Bu arada kamp alanında bulunan 3 sendika temsilcimizden biri işçilerin aldığı güvenlik önlemleri sonucunda kamp alanı dışına çıkarılıyor. Gece herhangi bir operasyonda ele geçme durumunda dışarıda içerideki işçileri tanıyan bir sendika temsilcisinin 15’inde örgütlenecek fiili grev için daha yararlı ve gerekli olduğunu düşünüyorlar. Bu önlemin yanı sıra sendika temsilcimizin ele geçmesi durumunda dışarıya bilgi verilecek sendika temsilcilerinin telefon numaraları güvenilir işçilere verilerek, içerden haber akışının devam etmesi için önlem alınıyor.
Operasyon başlıyor
Saatler gece 12:00’ye geldiğinde, işçiler dışarda özel bir hareketliliğin olduğunu sendika temsilcilerimize ulaştırıyorlar. Sayıları binleri bulan asker ve özel harekat timlerinin konuşlandırıldığı, yüzlerce gözaltı aracının ve yine yüzlerce akrep ve Altay denilen zırhlı aracın kamp çevresine getirildiği gelen bilgiler arasındaydı. Zaten gün içinde koğuşlara dönük özel bir baskının yapılacağı sürekli düşünülüyordu. Ve öyle de oldu. Burada belirtelim ki, içerdeki yüzlerce işçi sendika temsilcilerimizi özel olarak hedefleyen bu operasyona karşı onları özel olarak korumaya özen göstermişlerdir. Jandarma baskınında sendika temsilcilerimizin gözaltına alınmamaları için saat başı bulundukları koğuşların gizlice değiştirilmesi, gözetleme ekiplerinin kurulması, gerektiğinde güvenli çıkış için koğuşlar dahi hazırlanmıştı.
Operasyon başlatıldığında, işçilerin aldıkları güvenlik önlemleri sayesinde sendika temsilcilerimiz istedikleri an kamp alanından güvenli bir şekilde çıkabilirlerdi. Fakat temsilcilerimiz kamp alanında kalıp gelecek saldırıyı işçilerle aynı koşullarda göğüslemenin doğru olduğu kararını vererek kamp alanında kalmışlardır.

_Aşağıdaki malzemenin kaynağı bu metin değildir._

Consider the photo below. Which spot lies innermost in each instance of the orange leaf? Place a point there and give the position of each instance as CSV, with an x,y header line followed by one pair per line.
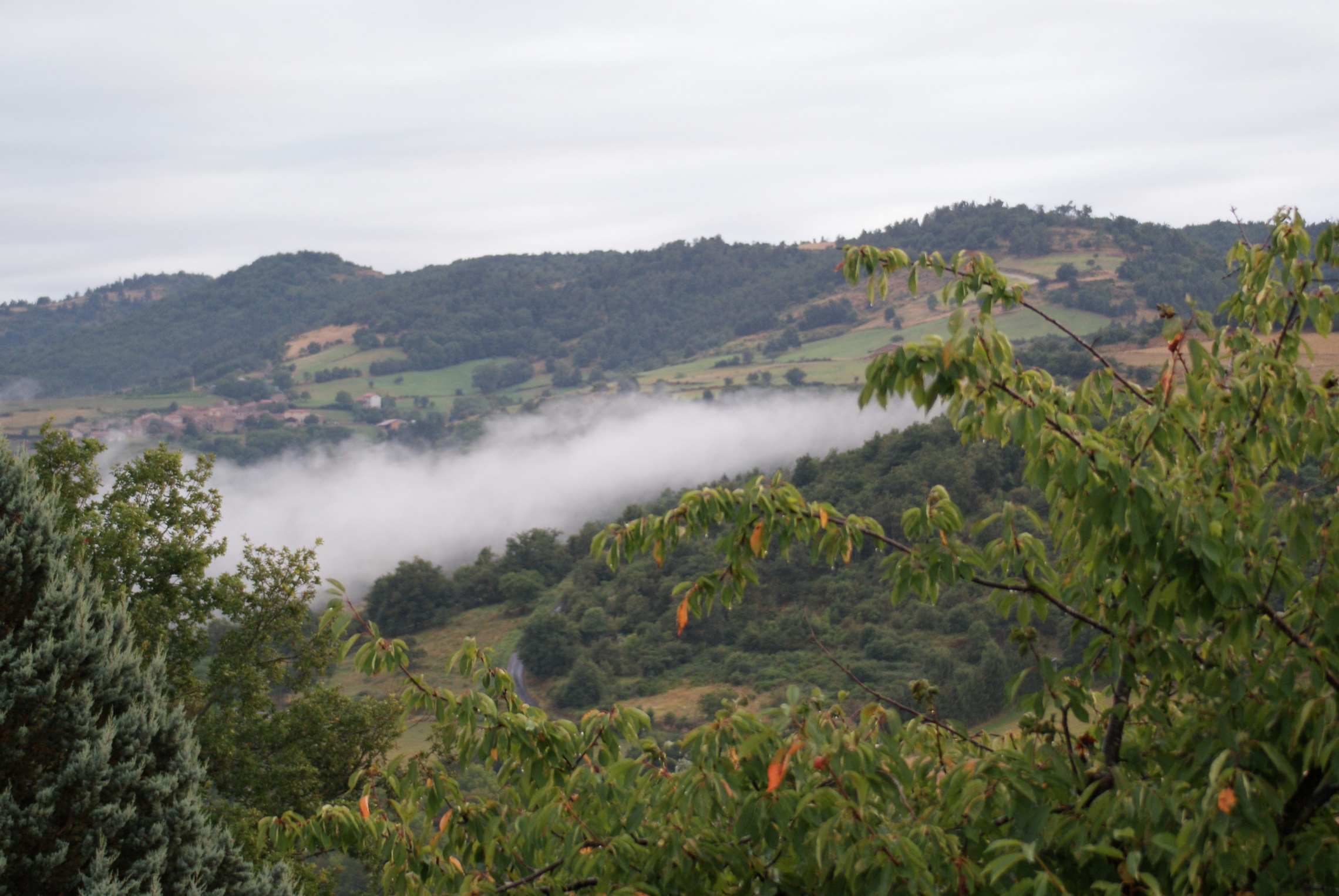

Çok sayıda jandarma ve özel harekat timinin katılımıyla gece 02:00 gibi operasyon başladı. Koğuşlara zorla girme, kapıların kırılması, işçilere yönelik şiddet ve cebir kullanılması, özel olarak hazırladıkları ‘arananlar’ listesiyle isimlerin sorulması gibi bir dizi baskı ve sindirme aracı kullanılarak 2 bin 700 işçi gözaltına alındı. Bunlardan çoğu araçlarda sorgulanıp bırakıldı. Operasyonu yöneten jandarma komutanı sendika temsilcilerimizi gözaltına alınca yanlarına gelerek “Size kaçamayacağınızı söylemiştik” diyor. Temsilcilerimizin yanıtı ise “kaçan mı var ki?” olmuştur.
Temsilcilerimize işçilerden uzak “köşeler”
Temsilcilerimiz, gözaltına alınan işçilerden uzak tutularak hızla kaçırılmışlardır. İGA yönetiminin kamp alanında bulunan Özel Güvenlik Merkezi’nde sabaha kadar tutulduktan sonra Arnavutköy Yavuz Sultan Selim Polis Karakolu’na götürülmüşlerdir. Kamp alanında bulunan iki sendika temsilcimizin gözaltına alınmasından 10 dakika sonra kampta bulunan işçiler dışarda bulunan sendika yetkililerimizi arayarak durumu bildiriyorlar. Gece kamp alanından dışarıya çıkan sendika temsilcimiz ise İstanbul’a dönerek, sabaha karşı 03:00’te başka bir sendika yetkilimizle 3. Havalimanı’na doğru yola çıkıyorlar. Kamp girişine ulaştıklarında sabah saat 05:30 civarıydı. Kamp alanına büyük bir yığınak yapıldığını görerek günün ışımasını beklemeye karar veriyorlar. Kamp içindeki üyeleri arayan temsilcilerimiz gözaltı furyasında üyelerimizin de paylarına düşeni aldıklarını anlıyorlar.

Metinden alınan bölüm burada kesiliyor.